Evidemment, la décision de sanction ne manque de relever le bénéfice qu’a tiré l’Expert, via ses sociétés interposées, de l’augmentation de la valeur de la cotation du titre de la Société (décision de sanction § 115), peu importe, selon la décision de sanction, qu’au terme du débouclage c’est-à-dire la vente des 75 000 titres restants, l’opération laissait apparaitre une perte pas nécessairement subie par les lecteur de l’Expert .

La sanction pécuniaire prononcée contre la société d’édition , soit 600 000 € qui s’ajoute à la sanction financière à l’encontre de l’Expert à titre personnelle de 200 000 €, semble, pour le coup, relativement sévère dans un contexte où la commission des sanctions a admis un cumul idéal d’infraction.

IV – UN CUMUL IDEAL D’INFRACTION (DE MANQUEMENTS) QUI LAISSE UN GOUT AMER

Le concours idéal d’infraction, qui ne doit pas être confondu avec le concours réel d’infraction défini aux articles 132-2 et suivants du Code Pénal, s’inscrit dans un contexte ou un fait unique peut entraîner plusieurs qualifications d’infraction. L’enjeu de distinction est substantiel pour déterminer l’origine de peine applicable.

C’est ici le schéma qu’a choisi la commission des sanctions puisqu’une seule peine d’amende est prononcée pour deux manquements distincts se rattachant à un seul et même fait qui, pour l’essentiel, a consisté pour l’Expert à recommander à l’achat fort des titres de la Société sans informer ses lecteurs de l’existence d’un conflit d’intérêt.

Cet amalgame est malheureux en ce qu’il permet de prononcer une sanction qui nous parait relativement élevée dans un contexte où (i) aucune victime n’a été identifiée, alors que (ii) l’Expert ou les sociétés qu’il contrôle n’ont pas tiré profit de l’évolution des cours liée à cette recommandation. Certes, comme le souligne à juste titre la décision de sanction, le titre a évolué favorablement après la première recommandation à l’achat fort mais, au global, en conservant, en substance, 75 000 actions, on peut imaginer que l’Expert croyait véritablement à l’évolution favorable du titre, même si on doit garder à l’esprit qu’il a été publié une seconde recommandation à l’achat sans que la lecture de la décision de sanction ne permette de nous renseigner sur l’évolution des cours qui s’en est suivi.

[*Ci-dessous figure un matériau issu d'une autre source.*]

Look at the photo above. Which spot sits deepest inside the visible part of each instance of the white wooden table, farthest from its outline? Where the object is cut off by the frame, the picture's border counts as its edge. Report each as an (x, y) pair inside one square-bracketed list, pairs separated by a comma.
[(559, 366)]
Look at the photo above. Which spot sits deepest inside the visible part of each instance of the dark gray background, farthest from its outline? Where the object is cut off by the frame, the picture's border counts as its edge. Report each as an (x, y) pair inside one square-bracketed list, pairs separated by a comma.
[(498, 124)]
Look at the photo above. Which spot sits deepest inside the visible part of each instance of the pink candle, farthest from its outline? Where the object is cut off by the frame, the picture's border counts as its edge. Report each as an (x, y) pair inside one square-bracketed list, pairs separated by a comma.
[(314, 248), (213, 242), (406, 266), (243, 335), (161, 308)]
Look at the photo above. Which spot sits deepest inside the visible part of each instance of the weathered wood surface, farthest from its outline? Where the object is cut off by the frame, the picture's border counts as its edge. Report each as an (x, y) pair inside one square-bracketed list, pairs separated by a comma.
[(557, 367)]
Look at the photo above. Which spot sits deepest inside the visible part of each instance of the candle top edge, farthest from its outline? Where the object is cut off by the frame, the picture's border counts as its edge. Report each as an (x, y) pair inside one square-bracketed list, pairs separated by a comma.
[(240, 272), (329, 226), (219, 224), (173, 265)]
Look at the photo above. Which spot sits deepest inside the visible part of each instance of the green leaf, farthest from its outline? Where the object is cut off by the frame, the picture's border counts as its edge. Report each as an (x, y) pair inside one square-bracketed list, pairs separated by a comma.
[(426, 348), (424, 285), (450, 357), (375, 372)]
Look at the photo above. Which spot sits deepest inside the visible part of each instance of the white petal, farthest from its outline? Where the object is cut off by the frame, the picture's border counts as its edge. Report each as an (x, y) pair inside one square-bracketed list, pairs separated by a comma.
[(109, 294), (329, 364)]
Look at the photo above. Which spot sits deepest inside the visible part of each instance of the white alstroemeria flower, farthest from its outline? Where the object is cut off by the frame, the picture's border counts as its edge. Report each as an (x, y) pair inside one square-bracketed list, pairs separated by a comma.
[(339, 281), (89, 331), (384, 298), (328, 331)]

D’aucun, objecteront avec justesse, que le manquement (quelle que soit la nature) se distingue de l’infraction pénale par l’absence de nécessité de rapporter l’élément intentionnel pour le caractériser de celui qui est établi par la simple démonstration de ne pas avoir respecté une règle particulière.

Et sur ce point, notre Expert, en oubliant d’indiquer l’existence de son conflit d’intérêt, a-t-il concouru aux manquements évoqués aux paragraphes II et III. Pour autant, il nous semblait, qu’il pouvait être fait un choix, lequel aurait pu porter, vraisemblablement, sur le manquement au titre de la réglementation sur les recommandations d’investissement, ce qui aurait peut-être permis d’apprécier dans une moindre mesure l’importance de la sanction.


[1] Etant ajouté qu’un recours a été formé par l’Expert et sa société d’édition devant la Cour d’Appel de PARIS

[2] Tels qu’ils sont définis par l’article L.211-1 du Code Monétaire et Financier et notamment les actions, les obligations convertibles ou non, les OPVCM, les FIA, les Warants, les contrats fermes, les contrats d’option, les dérivés du crédit, etc.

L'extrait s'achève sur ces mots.